Optimize Workups and Management Options
If there is no suspicion of melanoma, some parents prefer simply to keep the lesions under observation. According to Hawryluk, other choices include surgical excision, although no strong evidence has been found that it reduces the risk of melanoma; curettage; dermabrasion; chemical peels; cryotherapy; laser; and electrotherapy. These choices can remove CMN cells, but Hawryluk remarked that they carry the risk of scar or disfigurement and may make it more difficult to detect melanoma.
When considering whether a child needs an MRI, she recommended that it be done to infants who had 2+ nevi, a large axial nevus, the presence of satellites, or in older patients who are exhibiting neurologic change. She also noted that having imaging from infancy to serve as a baseline can make it easier to discern changes.
For the workup of patients with CMN and melanoma suspicion, she shared two algorithms4 dependent on whether the presentation was cutaneous or a central nervous system manifestation.

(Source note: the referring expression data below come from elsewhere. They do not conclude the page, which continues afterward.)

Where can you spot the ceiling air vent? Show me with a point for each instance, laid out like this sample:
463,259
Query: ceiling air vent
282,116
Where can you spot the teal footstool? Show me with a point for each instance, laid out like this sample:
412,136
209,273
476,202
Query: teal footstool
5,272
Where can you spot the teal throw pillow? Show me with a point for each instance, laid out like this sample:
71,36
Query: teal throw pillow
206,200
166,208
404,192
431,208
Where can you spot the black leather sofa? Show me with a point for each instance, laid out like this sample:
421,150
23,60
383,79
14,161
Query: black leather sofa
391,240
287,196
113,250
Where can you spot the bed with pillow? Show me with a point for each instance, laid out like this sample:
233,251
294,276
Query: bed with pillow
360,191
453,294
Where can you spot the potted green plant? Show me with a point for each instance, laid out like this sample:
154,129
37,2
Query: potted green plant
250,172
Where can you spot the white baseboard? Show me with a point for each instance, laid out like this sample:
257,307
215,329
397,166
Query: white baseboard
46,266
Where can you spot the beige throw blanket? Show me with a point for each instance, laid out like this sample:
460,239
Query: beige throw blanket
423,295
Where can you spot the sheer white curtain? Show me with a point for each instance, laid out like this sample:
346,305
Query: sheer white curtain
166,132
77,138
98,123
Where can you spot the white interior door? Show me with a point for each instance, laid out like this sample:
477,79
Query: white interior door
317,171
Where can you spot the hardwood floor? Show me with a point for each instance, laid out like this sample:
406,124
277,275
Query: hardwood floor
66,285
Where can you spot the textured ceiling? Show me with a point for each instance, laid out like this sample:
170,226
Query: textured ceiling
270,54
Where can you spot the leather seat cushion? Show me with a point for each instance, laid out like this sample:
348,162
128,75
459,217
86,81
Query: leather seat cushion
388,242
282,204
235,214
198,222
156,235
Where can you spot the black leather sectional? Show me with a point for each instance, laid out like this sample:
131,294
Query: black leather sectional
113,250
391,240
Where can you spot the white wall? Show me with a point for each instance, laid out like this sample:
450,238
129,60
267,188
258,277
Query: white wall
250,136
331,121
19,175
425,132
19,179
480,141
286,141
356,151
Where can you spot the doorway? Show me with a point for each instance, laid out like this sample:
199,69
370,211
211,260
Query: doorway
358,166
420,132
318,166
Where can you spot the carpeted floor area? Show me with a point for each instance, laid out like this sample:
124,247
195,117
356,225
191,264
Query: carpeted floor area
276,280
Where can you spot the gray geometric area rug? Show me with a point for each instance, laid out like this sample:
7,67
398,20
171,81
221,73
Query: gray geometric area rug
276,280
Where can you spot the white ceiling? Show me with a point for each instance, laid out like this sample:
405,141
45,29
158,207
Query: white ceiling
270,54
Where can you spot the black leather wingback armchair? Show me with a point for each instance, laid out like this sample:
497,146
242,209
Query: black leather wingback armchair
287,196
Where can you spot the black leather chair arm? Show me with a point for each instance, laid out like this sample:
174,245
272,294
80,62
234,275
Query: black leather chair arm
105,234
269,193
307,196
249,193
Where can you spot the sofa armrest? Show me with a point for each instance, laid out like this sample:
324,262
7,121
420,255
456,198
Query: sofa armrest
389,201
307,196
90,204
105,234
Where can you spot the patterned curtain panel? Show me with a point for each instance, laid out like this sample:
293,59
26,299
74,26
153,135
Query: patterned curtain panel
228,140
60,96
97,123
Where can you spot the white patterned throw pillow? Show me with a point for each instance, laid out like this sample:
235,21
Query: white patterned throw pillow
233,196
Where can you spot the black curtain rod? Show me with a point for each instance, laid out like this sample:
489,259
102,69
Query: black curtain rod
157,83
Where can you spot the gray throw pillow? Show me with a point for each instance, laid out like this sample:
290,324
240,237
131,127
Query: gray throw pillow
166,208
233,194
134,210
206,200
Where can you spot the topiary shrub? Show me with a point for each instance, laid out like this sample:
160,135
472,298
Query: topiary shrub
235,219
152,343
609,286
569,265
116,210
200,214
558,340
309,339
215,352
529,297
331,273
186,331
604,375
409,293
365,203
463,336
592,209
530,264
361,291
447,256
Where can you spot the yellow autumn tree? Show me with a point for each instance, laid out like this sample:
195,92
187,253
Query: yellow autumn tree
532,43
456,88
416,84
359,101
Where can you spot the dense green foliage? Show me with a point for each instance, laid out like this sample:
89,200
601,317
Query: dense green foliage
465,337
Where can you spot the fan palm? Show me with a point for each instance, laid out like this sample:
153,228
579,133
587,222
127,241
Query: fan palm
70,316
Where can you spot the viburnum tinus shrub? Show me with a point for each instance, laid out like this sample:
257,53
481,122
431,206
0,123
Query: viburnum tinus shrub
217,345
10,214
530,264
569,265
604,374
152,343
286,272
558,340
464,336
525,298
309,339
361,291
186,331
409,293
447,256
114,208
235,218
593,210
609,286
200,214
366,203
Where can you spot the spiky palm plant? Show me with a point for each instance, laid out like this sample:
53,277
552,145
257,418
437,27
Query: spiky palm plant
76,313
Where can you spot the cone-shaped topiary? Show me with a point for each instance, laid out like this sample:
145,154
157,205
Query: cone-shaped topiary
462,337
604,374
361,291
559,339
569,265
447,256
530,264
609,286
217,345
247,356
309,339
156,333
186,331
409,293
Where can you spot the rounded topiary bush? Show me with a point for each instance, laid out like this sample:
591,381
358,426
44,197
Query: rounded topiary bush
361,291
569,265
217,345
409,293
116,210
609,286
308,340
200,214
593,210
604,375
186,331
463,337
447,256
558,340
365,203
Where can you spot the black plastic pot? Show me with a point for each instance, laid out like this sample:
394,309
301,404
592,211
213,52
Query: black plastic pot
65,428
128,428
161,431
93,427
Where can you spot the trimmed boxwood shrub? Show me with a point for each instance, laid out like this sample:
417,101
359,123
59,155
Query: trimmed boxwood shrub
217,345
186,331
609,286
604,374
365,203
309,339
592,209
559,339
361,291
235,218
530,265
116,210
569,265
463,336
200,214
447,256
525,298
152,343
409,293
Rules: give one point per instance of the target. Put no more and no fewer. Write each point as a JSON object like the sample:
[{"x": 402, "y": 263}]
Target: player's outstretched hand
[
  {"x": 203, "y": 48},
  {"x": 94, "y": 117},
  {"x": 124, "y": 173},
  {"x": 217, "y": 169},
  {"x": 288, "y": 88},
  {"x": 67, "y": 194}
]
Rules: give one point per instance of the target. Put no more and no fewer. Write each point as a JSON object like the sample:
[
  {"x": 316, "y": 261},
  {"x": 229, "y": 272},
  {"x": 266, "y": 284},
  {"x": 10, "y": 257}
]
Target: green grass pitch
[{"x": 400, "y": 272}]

For cutaneous presentations, a thorough clinical examination with photo documentation should occur with a review with 4 weeks. If the new mark is resolved or unchanged, the area should be monitored continually to ensure stability. If the mark progresses or has an abnormal presentation, an excision biopsy should occur, along with histopathology and hotspot genotyping.
If it’s malignant and confirmed by another expert, baseline blood, histology, staging, and further excision should occur as dictated. For new neurological symptoms, imaging should occur. If it’s normal or unchanged since the last imaging session, regular monitoring should continue. For abnormal results, biopsy followed by histopathology and genotyping can be used to determine if the result is malignant or nonmalignant.
Hawryluk reported no relevant or financial disclosure.
1.Hawryluk E. The pigmented lesion clinic: pediatric cases. Oral presentation at: MauiDerm for Dermatologists Live Dermatology CME Conference and Virtual Dermatology CME Conference held concurrently; January 25-29, 2021; Maui, Hawaii; virtual.
2.Waelchli R, et al. Classification of neurological abnormalities in children with congenital melanocytic naevus syndrome identifies magnetic resonance imaging as the best predictor of clinical outcome. Br J Dermatol. 2015. 173(3): p. 739-50.
3.Cordoro KM, Gupta D, Frieden IJ, McCalmont T, Kashani-Sabet M. Pediatric melanoma: results of a large cohort study and proposal for modified ABCD detection criteria for children. J Am Acad Dermatol. 2013;68(6):913-925. doi:10.1016/j.jaad.2012.12.953
4.Kinsler VA, O'Hare P, Bulstrode N, Calonje JE, Chong WK, Hargrave D, Jacques T, Lomas D, Sebire NJ, Slater O. Melanoma in congenital melanocytic naevi. Br J Dermatol. 2017 May;176(5):1131-1143. doi: 10.1111/bjd.15301. Epub 2017 Apr 4. PMID: 28078671; PMCID: PMC5484991.